The governor’s rushing to New Delhi to meet the home minister has apparently upset a section of BJP state unit leaders. They felt that the governor’s “daily interference in state politics“ and his “running acrimony” with chief minister and Trinamul Congress supremo Mamata Banerjee was “harming the BJP” in West Bengal. Some state unit leaders have reportedly conveyed their “displeasure” over the governor’s role to the BJP high command.

It was pointed out that Ms Banerjee was indicating that since the BJP was “failing to make any dent in Bengal”, it was “using the governor”. Speaking from Kolkata, a senior party leader said: “The governor should remain silent. The fight is between the BJP and the Trinamul Congress, not between the governor and Mamata Banerjee”.

It may be recalled the governor had recently crossed swords with the TMC leadership over the forthcoming municipal elections.
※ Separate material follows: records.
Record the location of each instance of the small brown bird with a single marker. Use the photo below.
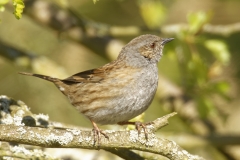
(119, 90)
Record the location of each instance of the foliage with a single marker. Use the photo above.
(18, 7)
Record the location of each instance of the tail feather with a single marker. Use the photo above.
(48, 78)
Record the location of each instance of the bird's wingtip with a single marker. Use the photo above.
(25, 73)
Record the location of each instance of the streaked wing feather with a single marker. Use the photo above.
(89, 76)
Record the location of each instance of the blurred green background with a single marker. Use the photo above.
(199, 72)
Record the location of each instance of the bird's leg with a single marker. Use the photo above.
(137, 125)
(96, 133)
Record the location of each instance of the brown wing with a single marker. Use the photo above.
(89, 76)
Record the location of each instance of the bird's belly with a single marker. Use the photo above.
(123, 108)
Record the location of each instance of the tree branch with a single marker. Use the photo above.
(72, 138)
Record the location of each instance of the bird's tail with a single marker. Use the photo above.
(48, 78)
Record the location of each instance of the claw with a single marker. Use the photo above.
(97, 132)
(138, 125)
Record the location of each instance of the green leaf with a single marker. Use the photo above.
(219, 50)
(153, 12)
(18, 8)
(205, 106)
(197, 20)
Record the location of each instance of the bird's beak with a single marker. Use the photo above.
(166, 40)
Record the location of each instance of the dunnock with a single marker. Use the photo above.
(119, 90)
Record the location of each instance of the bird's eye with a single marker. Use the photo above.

A few days back, state municipal affairs minister Firhad Hakim was quoted as saying: “The governor should not be worried about any possible violence in the upcoming civic polls since law and order is a state issue. If as a person he feels deeply about crimes against human beings, then he should feel pained at the recent Delhi riots which took several human lives, while more dead bodies might be recovered.”

Hitting back, the governor issued a statement that said: “The approach of minister Firhad Hakim with respect to the role of the governor of the state, to say the least, betrays elementary ignorance both of the Constitution and the role of the governor. Making such public statements, contrary to the constitutional essence and spirit, does not promote synergy between the constitutional head and the state government.”
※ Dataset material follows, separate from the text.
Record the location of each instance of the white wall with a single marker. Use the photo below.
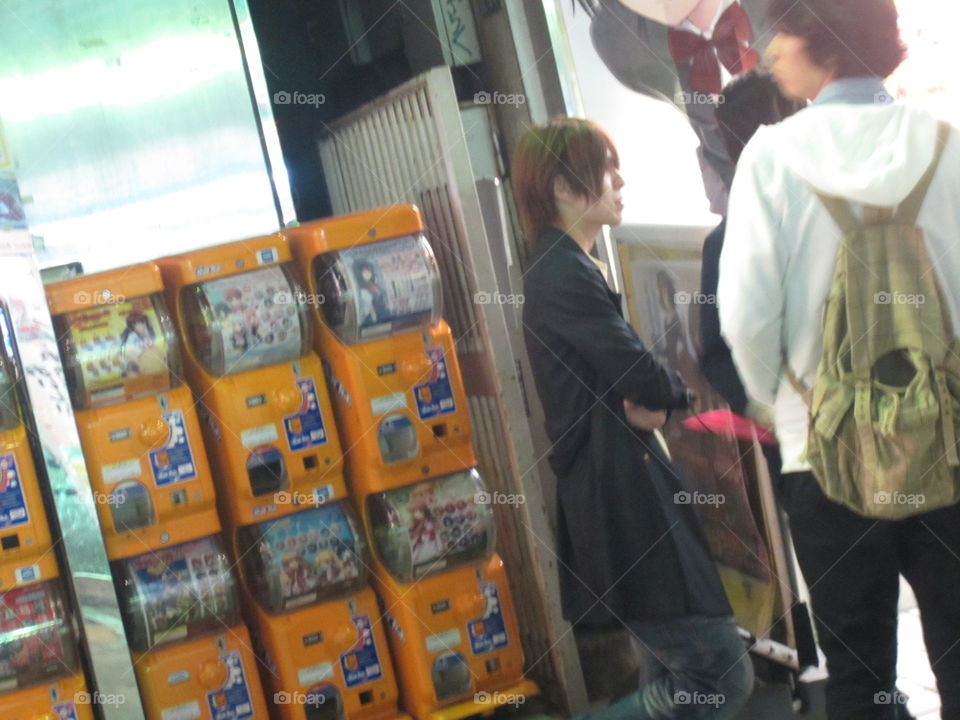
(657, 146)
The governor said the “violence trail witnessed during those elections (panchayat and Lok Sabha)  cannot be allowed to be repeated.”

As polarisation appears to be the main election plank for the coming Assembly elections in the state, talk has started in the state BJP over the projection of a chief ministerial candidate. A section of the party is of the view that going into the polls without a face could give chief minister Mamata Banerjee, a big advantage.

Leading the race to be the party face is BJP state unit chief Dilip Ghosh. However, another section in the state unit indicated that to win in West Bengal, the BJP must come up with a “Bengali bhadralok face”. This particular section felt that Dilip Ghosh’s “foul rhetoric” went “against the sensitivity of Bengal’s bhadralok culture”.

Three other names, who apparently fit into the “genteel bhadralok genre”, have surfaced and if sources are to be believed, all three are “actively” lobbying for the coveted post. The BJP leaders in the race for the top post include Union minister Babul Supriyo, Rajya Sabha MP Swapan Dasgupta and  Anirban Ganguly, director of the Syama Prasad Mookerjee Research Foundation (SPMRF).